The city calculated that the cost they paid for supporting the royal army, and all the defensive expenditures required for the siege, totalled around 87,801 livres. This total excludes damage to private residences and communities outside the walls of Chartres that may have been laid waste. The majority of this cost was tied up in wages and food for the troops, with only a limited amount of it in expenditure for wall repairs and fortifications.

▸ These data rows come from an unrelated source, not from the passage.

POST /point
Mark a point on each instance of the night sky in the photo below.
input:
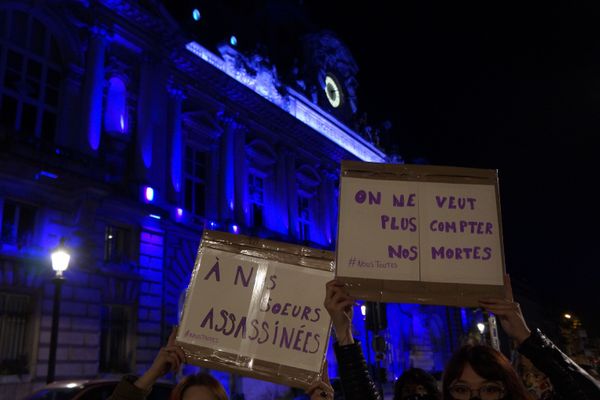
(512, 88)
(500, 86)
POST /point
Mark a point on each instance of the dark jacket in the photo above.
(568, 379)
(126, 390)
(356, 381)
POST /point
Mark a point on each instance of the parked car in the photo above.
(91, 390)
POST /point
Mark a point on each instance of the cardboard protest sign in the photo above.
(424, 234)
(255, 307)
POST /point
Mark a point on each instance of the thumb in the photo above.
(172, 336)
(325, 373)
(508, 295)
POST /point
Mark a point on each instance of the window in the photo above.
(115, 111)
(303, 217)
(18, 223)
(29, 76)
(15, 316)
(256, 188)
(117, 245)
(114, 338)
(195, 180)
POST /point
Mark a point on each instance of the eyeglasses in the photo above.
(489, 391)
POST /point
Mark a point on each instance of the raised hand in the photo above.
(169, 359)
(321, 389)
(339, 306)
(509, 313)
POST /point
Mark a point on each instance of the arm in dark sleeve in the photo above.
(568, 379)
(356, 381)
(126, 390)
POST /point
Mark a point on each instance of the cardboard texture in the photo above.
(420, 234)
(255, 307)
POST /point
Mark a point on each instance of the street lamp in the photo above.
(60, 262)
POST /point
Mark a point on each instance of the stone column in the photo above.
(292, 194)
(69, 131)
(150, 144)
(226, 170)
(240, 176)
(328, 206)
(93, 90)
(176, 145)
(281, 223)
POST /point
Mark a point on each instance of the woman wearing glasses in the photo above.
(474, 372)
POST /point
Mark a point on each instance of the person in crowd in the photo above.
(416, 384)
(475, 368)
(201, 386)
(481, 372)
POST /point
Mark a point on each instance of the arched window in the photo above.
(115, 111)
(30, 66)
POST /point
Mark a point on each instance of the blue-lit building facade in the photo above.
(126, 137)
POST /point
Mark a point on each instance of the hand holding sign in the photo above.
(321, 389)
(169, 359)
(339, 306)
(509, 313)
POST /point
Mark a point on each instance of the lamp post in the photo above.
(60, 262)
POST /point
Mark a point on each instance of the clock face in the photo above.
(333, 91)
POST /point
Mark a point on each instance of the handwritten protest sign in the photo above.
(255, 307)
(419, 233)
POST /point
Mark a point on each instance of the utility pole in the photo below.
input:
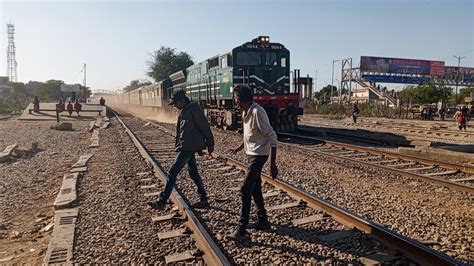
(84, 82)
(457, 77)
(315, 84)
(332, 79)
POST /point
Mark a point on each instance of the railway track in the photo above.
(414, 133)
(456, 176)
(302, 230)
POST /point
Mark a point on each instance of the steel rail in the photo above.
(409, 247)
(464, 168)
(388, 125)
(212, 253)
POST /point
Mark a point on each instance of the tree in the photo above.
(323, 94)
(167, 61)
(465, 92)
(426, 93)
(51, 89)
(135, 84)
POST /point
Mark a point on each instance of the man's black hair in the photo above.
(244, 92)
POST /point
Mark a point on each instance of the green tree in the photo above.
(51, 89)
(465, 92)
(426, 93)
(323, 94)
(167, 61)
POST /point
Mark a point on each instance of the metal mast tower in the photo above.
(11, 61)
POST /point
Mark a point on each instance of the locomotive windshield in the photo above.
(249, 58)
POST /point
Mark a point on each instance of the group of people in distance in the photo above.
(194, 135)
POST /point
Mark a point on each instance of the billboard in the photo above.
(70, 88)
(461, 74)
(401, 66)
(396, 79)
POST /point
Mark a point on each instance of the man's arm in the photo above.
(203, 125)
(264, 126)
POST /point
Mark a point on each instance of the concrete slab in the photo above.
(94, 144)
(82, 160)
(6, 153)
(450, 172)
(67, 194)
(148, 186)
(178, 257)
(307, 220)
(471, 178)
(88, 112)
(61, 243)
(336, 236)
(284, 206)
(378, 259)
(231, 173)
(105, 125)
(271, 194)
(171, 234)
(163, 217)
(420, 168)
(152, 194)
(78, 169)
(225, 168)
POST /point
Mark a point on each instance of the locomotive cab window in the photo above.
(249, 58)
(283, 62)
(271, 59)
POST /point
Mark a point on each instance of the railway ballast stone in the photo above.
(63, 126)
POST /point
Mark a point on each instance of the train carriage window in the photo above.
(271, 59)
(224, 62)
(214, 62)
(249, 58)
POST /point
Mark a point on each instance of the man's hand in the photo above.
(274, 171)
(236, 150)
(210, 149)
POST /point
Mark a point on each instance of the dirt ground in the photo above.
(29, 185)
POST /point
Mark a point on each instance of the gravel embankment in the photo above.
(29, 185)
(114, 224)
(286, 243)
(413, 208)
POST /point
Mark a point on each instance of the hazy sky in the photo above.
(54, 39)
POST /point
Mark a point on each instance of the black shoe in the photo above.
(238, 234)
(201, 204)
(159, 204)
(260, 225)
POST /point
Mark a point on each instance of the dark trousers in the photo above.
(183, 158)
(253, 187)
(354, 117)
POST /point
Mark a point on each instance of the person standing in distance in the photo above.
(193, 134)
(260, 140)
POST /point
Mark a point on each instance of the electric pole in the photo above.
(332, 79)
(457, 77)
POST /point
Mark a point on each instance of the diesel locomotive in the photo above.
(260, 64)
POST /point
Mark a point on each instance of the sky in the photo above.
(115, 38)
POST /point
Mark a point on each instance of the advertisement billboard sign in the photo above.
(401, 66)
(396, 79)
(70, 88)
(461, 74)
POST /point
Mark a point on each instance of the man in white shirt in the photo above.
(260, 140)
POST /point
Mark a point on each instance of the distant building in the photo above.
(306, 87)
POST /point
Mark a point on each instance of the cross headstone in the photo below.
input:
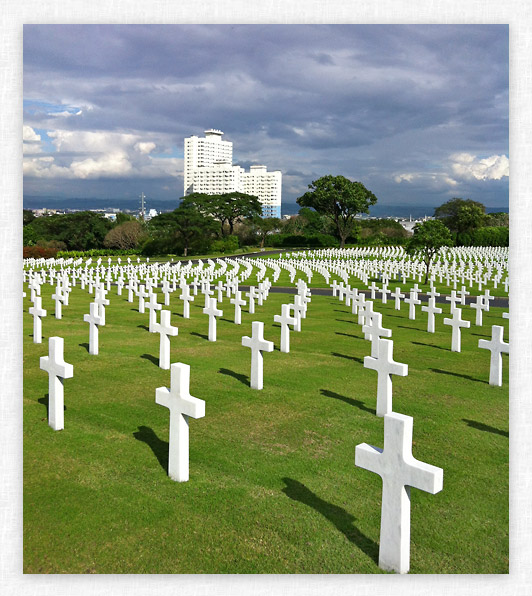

Further expenditure came to the town in the wake of the siege, with 882 livres spent to make 31 gold medallions to honour the service of those who had played a particularly significant role in winning the siege, with Linières and Pelloy, the royal engineer, receiving theirs on golden chains, while the rest were given ribbons to hold them up. The commanders of the two original companies raised in October were granted a single livre each in recompense, the equivalent of several days' wages for their position. Pelloy was also granted a cash reward for his service of 780 livres, whilst Cerny was compensated for the loss of his horse during the battle. Linières' second in command Rancé was given the equivalent of two weeks' pay.

=== The town ===
Whilst the town was grateful for the defence they had received from the royal troops, once the danger had passed and peace was declared, the échevins were keen to get rid of them as soon as possible, so as not to have to pay for hosting them for any longer than required. They petitioned the king for their removal, and raised a loan so they could pay them off to leave as quickly as possible. Having loaned Linières and his troops 450 livres so that they might depart, the town was left with a problem when, after war resumed in late 1568, Linières was killed at the Battle of Jarnac.

=== Wider context ===
Ultimately, the Peace of Longjumeau established on 24 March 1568 between the crown and the rebels would prove little more than a temporary truce. Neither side was particularly happy with it and the conflict resumed a few months later. That war would in turn be concluded by the Peace of Saint-Germain-en-Laye which aimed to be a more final peace for the French wars of religion, though this ambition did not materialise.